It’s back to school time! I don’t care how old I get, I’m always going to love the excitement that this season brings–the prospect of all the new things… learning new and fascinating ideas, making new friends, and relishing in the joy of new lunch boxes, freshly sharpened pencils, and colorful new folders. (I love school supplies!)

I’m quite sure I was not as excited about going back to school when I was a child. What kid wants to lose the sweet, summertime freedom of late bedtimes and playing all day? And then of course there are always subjects that kids have a particular distaste for–math or science or reading….every kid has his or her least favorite. Did you ever ask your mother or your teacher, “Why do I have to learn this?” or, “When am I ever going to use this in real life?” I could answer that question with 1 Corinthians 10:31, “Whatever you do, do all to the glory of God.” For a Christian, that should be enough to motivate me to study hard and do my best, right? But still, the question tugs at us, “Why? Why do I have to learn this?

Only as I’ve gotten older have I realized that question actually reveals a wrong attitude about learning. First of all, it reveals a utilitarian perspective toward learning. Is education strictly for the purpose of learning things I can use? Do I attend school just so that I can get a good job someday? What about learning simply for the sake of learning? What about gaining new knowledge and ideas so that I can be a more well-rounded, thoughtful human being? Secondly, if I believe that God created the world and everything in it, then I have to believe that God created math, science, reading, and every other subject or idea I could study. Studying what God has created helps me know more about God Himself and helps me grow in awe and wonder of Him.

For example, did you ever think about the fact that the only reason there could even be the concept of infinity in math is because God Himself is infinite? Or how the patterns, sequences and logic of math confirm what the scriptures teach us about God being a God of order and not chaos? When we write a story or paint a picture, we are able to do so because God is creative and made us to be creative too. When we study the laws of physics that keep our planet spinning or the details of biology that make up all our bodily systems, we can stand in awe of the fact that God took such care and paid such close attention to even the tiniest of particles to design us and our world. How He must care about us! How wondrously wise He must be!

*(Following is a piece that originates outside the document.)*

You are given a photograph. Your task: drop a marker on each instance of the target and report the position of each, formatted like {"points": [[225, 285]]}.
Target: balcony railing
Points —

There is so much to learn about our world and about God that learning shouldn’t end just because we graduated from school or because we’ve gotten older. It’s never too late to learn something new! Perhaps you can learn a new word each day or a new fact about geography. Maybe you can learn to garden or learn to paint. I believe it brings joy to God when we use the minds He gave us to explore the world He made.

On September 26, 1642, the founders of Harvard College in the Rules and Precepts at Harvard stated, “Let every student be plainly instructed, and earnestly pressed to consider well, the main end of his life and studies is to know God and Jesus Christ which is eternal life (John 17:3) and therefore to lay Christ in the bottom, as the only foundation of all sound knowledge and learning. And seeing the Lord only giveth wisdom, let every one seriously set himself by prayer in secret to seek it of him (Proverbs 2, 3).”